Huitlacoche Para Quesadillas
Submitted by brandt34
Huitlacoche para quesadillas is the classic Mexican quesadilla filling of black corn fungus (the “Mexican truffle") sauteed with roasted poblanos, onion, garlic, and epazote. Earthy, smoky, deeply savory street-food flavor.
YIELD
6 servingsPREP
10 minCOOK
25 minREADY
40 minHuitlacoche is the prized Mexican corn smut fungus, sometimes called “Mexican truffle” by chefs trying to make it sound less unsettling to Anglo eaters. Shaved from corn cobs as a bluish-black, mushroomy mass, it cooks into something genuinely remarkable: earthy, slightly sweet, with the depth of the finest black mushrooms and a whisper of fresh corn.
This is the classic preparation for folding into quesadillas. Roasted, peeled poblano strips and softened onion build the aromatic base. Huitlacoche joins with fresh epazote (the essential Mexican herb with no real substitute) and salt, cooking until the fungus releases its liquid and the mixture concentrates into a dark, earthy, spoonable filling.
Chef Tips
- Roast the poblanos over an open flame or under the broiler until blackened on all sides, then sweat in a covered bowl or paper bag for 10 minutes. The steam loosens the charred skins so they rub off easily.
- Do not skip the epazote. This pungent, slightly minty herb defines the dish, and dried epazote is an acceptable substitute if fresh is unavailable. There is no true replacement.
- Cook until the liquid fully evaporates. Wet huitlacoche will turn quesadillas soggy and the cheese will not melt properly around it.
- Use fresh huitlacoche if you can find it (Latin markets in summer and fall). Canned or frozen is the backup option, but the fresh flavor is significantly brighter.
Variations
- Fold the finished huitlacoche into warm tortillas with melted Oaxaca cheese for the canonical quesadilla.
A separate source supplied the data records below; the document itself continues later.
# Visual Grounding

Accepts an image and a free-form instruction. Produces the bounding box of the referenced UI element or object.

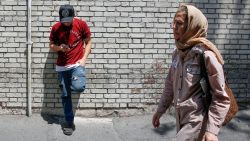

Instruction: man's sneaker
[61,122,76,136]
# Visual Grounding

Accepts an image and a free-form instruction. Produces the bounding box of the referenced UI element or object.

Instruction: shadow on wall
[209,0,250,102]
[41,51,80,124]
[226,104,250,135]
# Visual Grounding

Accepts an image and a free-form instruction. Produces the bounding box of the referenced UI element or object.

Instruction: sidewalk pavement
[0,106,250,141]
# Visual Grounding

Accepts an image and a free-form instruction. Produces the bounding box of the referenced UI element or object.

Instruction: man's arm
[77,38,92,66]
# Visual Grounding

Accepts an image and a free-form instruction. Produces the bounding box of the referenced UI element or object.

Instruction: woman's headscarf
[175,5,224,64]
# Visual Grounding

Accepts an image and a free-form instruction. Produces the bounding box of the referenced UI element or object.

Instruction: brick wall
[0,0,250,115]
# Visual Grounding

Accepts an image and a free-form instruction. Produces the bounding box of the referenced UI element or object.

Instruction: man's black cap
[59,4,75,23]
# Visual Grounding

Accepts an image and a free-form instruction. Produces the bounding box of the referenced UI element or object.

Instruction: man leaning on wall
[49,5,92,135]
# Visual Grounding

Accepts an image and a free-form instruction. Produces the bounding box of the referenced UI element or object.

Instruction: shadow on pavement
[153,122,175,135]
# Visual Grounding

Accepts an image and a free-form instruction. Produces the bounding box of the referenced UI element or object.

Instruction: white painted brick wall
[0,0,250,113]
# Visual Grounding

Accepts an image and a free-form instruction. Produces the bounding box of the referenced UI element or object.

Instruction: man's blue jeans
[58,66,86,123]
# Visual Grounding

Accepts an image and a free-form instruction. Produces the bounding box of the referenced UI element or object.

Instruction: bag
[200,52,239,126]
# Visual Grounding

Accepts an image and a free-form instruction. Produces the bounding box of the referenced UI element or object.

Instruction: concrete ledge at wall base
[0,105,162,117]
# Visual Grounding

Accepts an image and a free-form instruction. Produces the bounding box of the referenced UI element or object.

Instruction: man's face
[172,12,187,40]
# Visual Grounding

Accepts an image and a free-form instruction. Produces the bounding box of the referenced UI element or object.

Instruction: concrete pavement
[0,103,250,141]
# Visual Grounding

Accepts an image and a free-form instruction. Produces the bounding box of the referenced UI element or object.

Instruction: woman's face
[172,12,187,40]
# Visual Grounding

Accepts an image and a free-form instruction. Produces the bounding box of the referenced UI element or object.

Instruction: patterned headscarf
[175,5,224,64]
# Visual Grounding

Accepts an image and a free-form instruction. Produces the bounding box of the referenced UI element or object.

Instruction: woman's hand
[152,112,162,128]
[202,132,218,141]
[77,58,86,66]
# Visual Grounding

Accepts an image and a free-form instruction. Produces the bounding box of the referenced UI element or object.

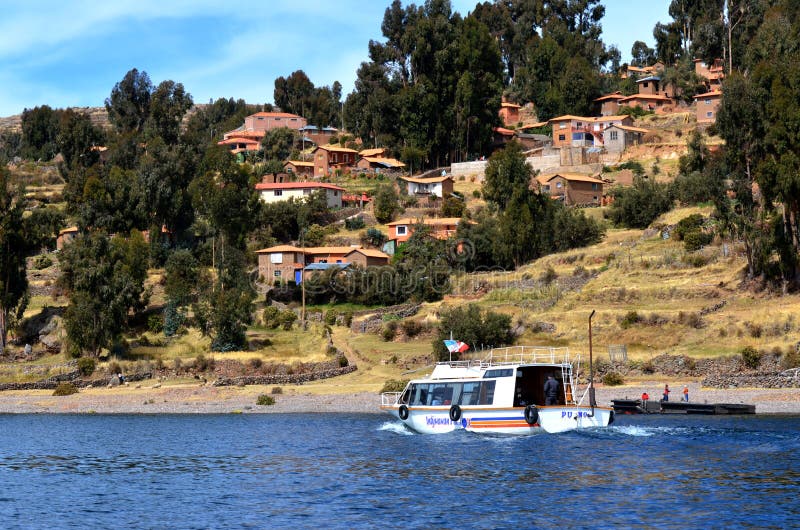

- Add a tablespoon of crema or sour cream at the end for a richer filling for crepes or eggs.
- Use as a taco filling with fresh cilantro, crumbled queso fresco, and a squeeze of lime.
Ingredients
Directions
Roast and peel the chiles poblanos, then devein and cut into strips.
Cut the fungus from the corn cobs and chop it roughly.
Set aside.
Heat the oil and cook the onion and garlic, without browning, until they are soft.
Add the chile strips, huitlacoche, epazote, and salt and cook over a medium flame until the mixture is soft and the liquid from the fungus has evaporated--about 15 minutes.